Xenoblade Chronicles recebeu em 2011 o prêmio de Excelência no Japan Game Awards.[104] Na premiação de final de ano da IGN em 2012, o jogo venceu das categorias de Melhor Jogo de Wii U/Wii e Melhor História para Wii U/Wii.[105][106] Ele também foi indicado nas categorias de Melhor Jogo Geral de RPG e Melhor História Geral.[107][108] Já nos prêmios entregues pela RPGFan em 2012, Xenoblade Chronicles venceu em Melhor RPG Tradicional,[109] ficando em segundo lugar nas categorias de Melhor Combate e Melhor RPG, perdendo ambas para Mass Effect 3.[110][111] O título também recebeu o prêmio de Melhor RPG da Escolha dos Leitores da RPGFan, com 24% dos votos.[112] O jogo venceu ainda em 2012 os prêmios da RPGamer de RPG do Ano,[113] Melhor História[114] e Melhor Música.[115] No Golden Joystick Awards de 2012, ele foi indicado para Melhor RPG, porém perdeu para The Elder Scrolls V: Skyrim.[116] Por fim, a Slant Magazine nomeou Xenoblade Chronicles como o Jogo do Ano de 2012.[117]
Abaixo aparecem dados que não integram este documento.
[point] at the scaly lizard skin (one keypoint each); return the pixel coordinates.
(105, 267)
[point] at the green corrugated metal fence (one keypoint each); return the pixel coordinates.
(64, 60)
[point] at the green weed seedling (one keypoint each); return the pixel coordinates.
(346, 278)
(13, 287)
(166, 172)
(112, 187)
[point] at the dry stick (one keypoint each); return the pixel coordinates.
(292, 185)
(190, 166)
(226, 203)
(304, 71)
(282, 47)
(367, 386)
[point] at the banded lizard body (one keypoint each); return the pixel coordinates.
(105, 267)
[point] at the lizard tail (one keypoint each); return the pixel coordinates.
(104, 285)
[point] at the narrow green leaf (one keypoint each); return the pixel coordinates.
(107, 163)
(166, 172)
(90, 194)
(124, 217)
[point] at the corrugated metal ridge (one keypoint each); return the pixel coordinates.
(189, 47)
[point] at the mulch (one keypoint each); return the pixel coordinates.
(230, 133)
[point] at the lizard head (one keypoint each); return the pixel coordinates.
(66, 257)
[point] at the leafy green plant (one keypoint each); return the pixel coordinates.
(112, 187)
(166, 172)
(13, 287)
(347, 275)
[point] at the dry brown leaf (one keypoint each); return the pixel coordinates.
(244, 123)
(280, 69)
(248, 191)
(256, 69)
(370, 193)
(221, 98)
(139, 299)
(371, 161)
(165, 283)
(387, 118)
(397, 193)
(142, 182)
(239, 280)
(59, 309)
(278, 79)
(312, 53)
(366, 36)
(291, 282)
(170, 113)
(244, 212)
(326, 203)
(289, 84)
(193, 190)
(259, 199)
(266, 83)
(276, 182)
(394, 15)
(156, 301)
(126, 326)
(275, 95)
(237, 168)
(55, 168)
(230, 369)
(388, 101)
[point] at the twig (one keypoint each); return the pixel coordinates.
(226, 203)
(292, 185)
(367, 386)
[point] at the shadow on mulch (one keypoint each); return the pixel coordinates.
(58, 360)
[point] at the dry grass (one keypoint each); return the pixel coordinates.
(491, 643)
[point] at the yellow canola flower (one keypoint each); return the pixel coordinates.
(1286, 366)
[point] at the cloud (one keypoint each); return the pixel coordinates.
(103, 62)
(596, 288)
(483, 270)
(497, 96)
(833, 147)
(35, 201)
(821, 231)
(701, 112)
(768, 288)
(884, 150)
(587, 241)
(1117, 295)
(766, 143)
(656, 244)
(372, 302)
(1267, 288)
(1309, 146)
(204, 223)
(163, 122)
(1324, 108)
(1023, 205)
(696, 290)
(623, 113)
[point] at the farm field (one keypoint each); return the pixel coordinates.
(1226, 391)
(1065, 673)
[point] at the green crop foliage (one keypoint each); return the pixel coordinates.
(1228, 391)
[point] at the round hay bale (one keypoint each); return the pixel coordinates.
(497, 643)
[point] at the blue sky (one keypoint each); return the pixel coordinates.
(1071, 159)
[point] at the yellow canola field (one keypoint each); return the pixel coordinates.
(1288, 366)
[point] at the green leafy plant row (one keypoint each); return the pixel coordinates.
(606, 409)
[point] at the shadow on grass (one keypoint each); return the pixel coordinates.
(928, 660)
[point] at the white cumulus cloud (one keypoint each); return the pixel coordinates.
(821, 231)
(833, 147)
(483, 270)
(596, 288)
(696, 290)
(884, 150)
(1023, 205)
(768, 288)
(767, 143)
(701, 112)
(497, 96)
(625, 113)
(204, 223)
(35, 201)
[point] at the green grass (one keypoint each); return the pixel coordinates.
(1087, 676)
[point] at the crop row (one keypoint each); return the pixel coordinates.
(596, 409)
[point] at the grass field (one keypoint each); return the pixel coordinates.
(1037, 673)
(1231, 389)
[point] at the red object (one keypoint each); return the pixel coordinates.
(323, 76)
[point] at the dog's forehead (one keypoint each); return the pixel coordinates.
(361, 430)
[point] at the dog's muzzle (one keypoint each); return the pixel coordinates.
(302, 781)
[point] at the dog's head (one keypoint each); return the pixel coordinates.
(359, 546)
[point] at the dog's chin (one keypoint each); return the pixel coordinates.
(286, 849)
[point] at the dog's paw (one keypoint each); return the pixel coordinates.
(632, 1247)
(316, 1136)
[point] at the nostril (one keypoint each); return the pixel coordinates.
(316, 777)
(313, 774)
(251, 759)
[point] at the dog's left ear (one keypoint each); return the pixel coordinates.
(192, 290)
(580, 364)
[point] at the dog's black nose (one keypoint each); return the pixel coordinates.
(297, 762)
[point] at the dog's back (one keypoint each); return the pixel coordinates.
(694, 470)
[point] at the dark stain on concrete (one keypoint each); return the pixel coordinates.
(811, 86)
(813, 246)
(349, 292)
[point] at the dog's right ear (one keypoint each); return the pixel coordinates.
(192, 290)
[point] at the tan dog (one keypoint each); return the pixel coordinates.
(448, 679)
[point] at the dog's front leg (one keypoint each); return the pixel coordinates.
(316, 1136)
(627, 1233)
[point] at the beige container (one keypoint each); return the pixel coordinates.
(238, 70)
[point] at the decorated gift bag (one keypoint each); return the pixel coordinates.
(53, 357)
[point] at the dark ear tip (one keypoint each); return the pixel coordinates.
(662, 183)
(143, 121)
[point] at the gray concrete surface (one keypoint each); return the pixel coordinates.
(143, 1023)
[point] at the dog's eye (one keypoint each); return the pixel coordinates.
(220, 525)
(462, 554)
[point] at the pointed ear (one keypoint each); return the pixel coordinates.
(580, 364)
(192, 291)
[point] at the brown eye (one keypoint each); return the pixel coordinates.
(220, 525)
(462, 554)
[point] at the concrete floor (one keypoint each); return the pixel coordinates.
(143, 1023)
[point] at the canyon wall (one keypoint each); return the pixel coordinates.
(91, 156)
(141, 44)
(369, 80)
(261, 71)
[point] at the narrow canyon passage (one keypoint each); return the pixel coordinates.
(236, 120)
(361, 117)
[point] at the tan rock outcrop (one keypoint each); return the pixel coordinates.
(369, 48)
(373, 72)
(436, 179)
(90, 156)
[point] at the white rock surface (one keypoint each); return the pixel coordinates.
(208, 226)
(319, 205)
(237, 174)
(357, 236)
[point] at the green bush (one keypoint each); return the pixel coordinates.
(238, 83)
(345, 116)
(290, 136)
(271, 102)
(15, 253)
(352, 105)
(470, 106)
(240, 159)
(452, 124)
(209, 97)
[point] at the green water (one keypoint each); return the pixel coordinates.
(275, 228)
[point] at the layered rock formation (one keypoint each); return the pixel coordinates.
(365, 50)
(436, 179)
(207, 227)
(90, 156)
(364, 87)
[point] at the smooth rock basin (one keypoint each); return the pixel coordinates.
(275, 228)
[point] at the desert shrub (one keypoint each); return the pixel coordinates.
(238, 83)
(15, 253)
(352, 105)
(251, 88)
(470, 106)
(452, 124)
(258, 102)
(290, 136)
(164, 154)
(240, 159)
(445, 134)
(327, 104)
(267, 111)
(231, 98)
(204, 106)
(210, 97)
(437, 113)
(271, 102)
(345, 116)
Legado[editar | editar código-fonte]

O personagem de Shulk apareceu como um personagem jogável em Super Smash Bros. for Nintendo 3DS e Wii U, título parte da série de jogos de luta Super Smash Bros., estando disponível nas duas versões.[118] Fiora posteriormente apareceu como personagem jogável em Project X Zone 2, representando a série Xeno junto de KOS-MOS de Xenosaga, enquanto Metal Face apareceu como um personagem inimigo.[119] Takahashi e a equipe da Monolith começaram a desenvolver um sucessor espiritual de Xenoblade Chronicles para o Wii U a partir das experiências adquiridas e opiniões sobre o jogo. Chamado de Xenoblade Chronicles X, foi anunciado em 2013 e lançado mundialmente em 2015.[120][121][122] Uma sequência intitulada Xenoblade Chronicles 2 para o Nintendo Switch foi lançada em dezembro de 2017.[123][124]